姫「憂ちゃんかぁ、仲良くなりたいなぁ……」

唯「それよりルーズソックスの話!」

唯「モコモコの!」

唯「ルーズな!」

唯「ソックス!」

和「時間にルーズな唯みたいね」

唯「時間にルーズなのは朝だけだよ」

唯「最近はちゃんと起きるし」

和「憂が全然起きないって言ってたわよ」

唯「憂め……!」

姫「私も妹欲しかったな」

唯「妹はいいものだよ」

和「私も弟と妹いるのよ」

姫「あっ聞いた。
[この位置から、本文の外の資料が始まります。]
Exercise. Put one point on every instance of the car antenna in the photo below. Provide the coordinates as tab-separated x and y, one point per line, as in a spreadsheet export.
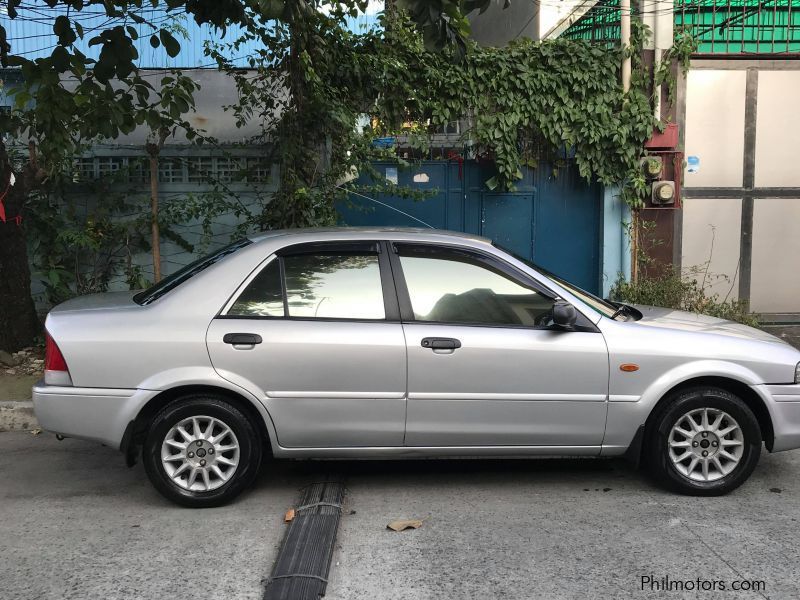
386	205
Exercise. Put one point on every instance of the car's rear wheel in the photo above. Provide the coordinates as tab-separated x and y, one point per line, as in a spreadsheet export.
201	451
704	441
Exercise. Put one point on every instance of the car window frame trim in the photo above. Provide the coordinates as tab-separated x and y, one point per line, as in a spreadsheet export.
404	297
391	304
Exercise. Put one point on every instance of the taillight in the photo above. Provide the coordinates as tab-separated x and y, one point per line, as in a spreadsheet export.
56	371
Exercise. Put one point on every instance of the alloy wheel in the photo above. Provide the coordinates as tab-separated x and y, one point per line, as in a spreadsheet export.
706	444
200	453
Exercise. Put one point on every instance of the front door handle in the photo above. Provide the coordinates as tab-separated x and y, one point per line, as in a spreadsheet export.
441	343
242	339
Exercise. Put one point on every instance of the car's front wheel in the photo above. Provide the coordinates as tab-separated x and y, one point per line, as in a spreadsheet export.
201	451
705	442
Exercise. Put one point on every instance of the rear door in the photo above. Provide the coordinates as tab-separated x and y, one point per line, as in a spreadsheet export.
485	368
316	331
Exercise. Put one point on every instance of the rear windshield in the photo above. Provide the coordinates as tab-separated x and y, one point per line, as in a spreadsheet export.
168	284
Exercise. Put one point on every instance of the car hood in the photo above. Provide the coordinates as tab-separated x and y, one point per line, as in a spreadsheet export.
668	318
106	301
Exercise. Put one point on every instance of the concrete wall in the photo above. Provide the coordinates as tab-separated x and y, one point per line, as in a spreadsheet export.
741	122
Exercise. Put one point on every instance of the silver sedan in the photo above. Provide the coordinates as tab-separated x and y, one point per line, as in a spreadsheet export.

小学生のでしょ?」

和「そう」

姫「和は長女っぽいもんね」

唯「ちなみにギー太は中学生の弟かな」

和「姫子も長女っぽいよ」

姫「そう?……えへへ」

姫「たしかにバイト先ではお姉ちゃんキャラかも」

唯「私は?ねぇ、私は?」

姫「唯は主人公っぽい」

唯「 えっ、どゆこと?」

和「褒められてるのよ」

姫「愛されキャラだからね」

唯「そっかぁ〜主人公かぁ」

唯「せっかく主人公になるなら冒険活劇がいいな」

和「唯はすぐさらわれて終わりよ」

和「悪の組織に」

唯「じゃあ悪の組織のボスは和ちゃんね」

和「なんでよ」

唯「姫子ちゃんは悪の組織の参謀」

姫「私は唯を助ける側がいいな」

唯「じゃあ、姫子ちゃんが勇者ね」

唯「お供は憂とあずにゃん」

姫「いいね」

和「勝てる気がしないわ」

唯「じゃあ悪の組織側にはりっちゃんと澪ちゃんとムギちゃんで人員を増強しよう」

和「心強いわね」

唯「勇者側はそれ以外の3年2組全員あげるよ」

和「一気に劣勢になったわ」

唯「じゃあ出血大サービスでさわちゃんとオカルト研の二人を差し上げましょう」

和「いらない」

姫「いらないならこちらが貰うね」

和「だいたい悪の組織が少数精鋭で勇者側が大群なんて立場が逆じゃない?」

唯「群雄割拠だね!」

姫「一騎当千」

和「はぁ……私そろそろ生徒会行くね」

姫「あ、私も部活行かなきゃ」

唯「ちょっと!ルーズソックスは!?」

姫「……覚えてたんだ」

唯「お願いだよ〜ちょっとだけ履かせて」

唯「あ、和ちゃん行ってらっしゃい」

和「今日は先帰ってて」

唯「ほいほ〜い」

唯「姫子ちゃ〜ん、お願〜い」

姫「うーん、しょうがないなぁ」

唯「履かせてくれるの!?」

姫「明日唯の分まで持ってきてあげるよ」

唯「やったー!」

唯「姫子ちゃんルーズソックス何足もってるの?」

姫「えーと、5足」

唯「じゃあ洗って返すからね!」

和「姫子、私の分もいいかしら?」

唯「和ちゃん、生徒会へ行った筈では?」

和「忘れ物よ」

姫「和も履きたかったんだ……」

唯「和ちゃんがルーズソックス……」

和「なによ」

唯「それはダメだよ」

和「なんでよ」

唯「う〜ん、なんかダメ」

唯「言葉にできないけど」

和「唯のルーズソックスもなかなかのダメ具合よ」

姫「意外と二人ともイケるんじゃない?」

唯「和ちゃんは止めといた方がいいと思うけどな〜」

和「ルーズソックスの代名詞たる立花姫子さんが仰るんだから、私も意外とイケるのよ」

唯「まぁ、明日、拝見させてもらいましょうか」

和「なぜ評論家気取りなのよ」

姫「じゃあ明日ね」

和「またね」

唯「バイバ〜イ」

明日が楽しみです。
和ちゃんにルーズソックスは似合うのかな?
ここからはみなさんのご想像にお任せします。